Benefits of Central Bank Digital Currency (CBDC)
- The major benefit of CDBC is that people do not risk their money even if the bank fails.
- Money transfer across banks and borders become straightforward. The banks need not interact with each other to process the payments. An update of the record at the central bank is required to make the process faster and cheaper.
- Illegal purchases and money laundering could be easily identified.
- The traditional banks require document verification while creating an account at the banks or may require minimum account balance which the user cannot afford, in such cases the user can have a CDBC account which is quite easier to create.
- The CDBC system transforms the traditional financial system digitally.

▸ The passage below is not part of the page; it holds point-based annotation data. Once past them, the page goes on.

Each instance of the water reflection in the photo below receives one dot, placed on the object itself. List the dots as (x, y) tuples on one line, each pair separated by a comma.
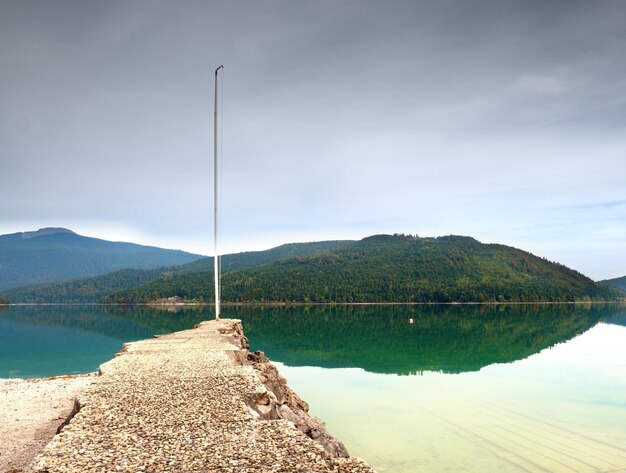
[(443, 338), (378, 339)]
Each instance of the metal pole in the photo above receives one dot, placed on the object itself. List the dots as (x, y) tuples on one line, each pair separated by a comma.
[(215, 257)]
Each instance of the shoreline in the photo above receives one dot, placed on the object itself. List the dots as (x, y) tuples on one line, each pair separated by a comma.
[(300, 304), (194, 400), (31, 412)]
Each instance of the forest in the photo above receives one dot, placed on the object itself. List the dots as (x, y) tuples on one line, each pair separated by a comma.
[(389, 268)]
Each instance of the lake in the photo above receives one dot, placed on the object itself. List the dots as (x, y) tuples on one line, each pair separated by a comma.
[(462, 388)]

- The CDBC price will remain stable in terms of a broad consumer price index. Hence, it encourages transparency in the monetary policy.
Risks of CBDC
Now let’s have a look at the challenges faced by CDBC:
- As the CDBC is new in the market, no one knows everything about the digital currency. While paper money is been through ages and it can feel safer in some form or the other.
- CDBC has the potential to open up direct central bank accounts for millions of people all at once. This may result in the replacement of the current private banking system.
- Many of the central banks think that CDBC will replace the traditional currencies too quickly, leaving behind very few tools for them to fight against economic fluctuations.
- If a country agrees to adopt CDBC, it may have limited functionality which is applicable domestically. This results in a lack of cross border payment capabilities.
Future of Central Bank Digital Currency (CBDC)
We have seen that more and more central banks are showing interest in adopting their own Central Bank Digital Currency and some of them have already been successful in it. Also, countries like Uruguay and Sweden have seen early success in adopting digital currency.
No matter what steps the Central Banks will take, CDBC is not going to disappear anytime soon. Also, crypto enthusiasts should keep an eye on the development of CDBC. It is because, with the wide adoption of CDBC, there are chances that a stage can be set up for the widespread adoption of cryptocurrencies.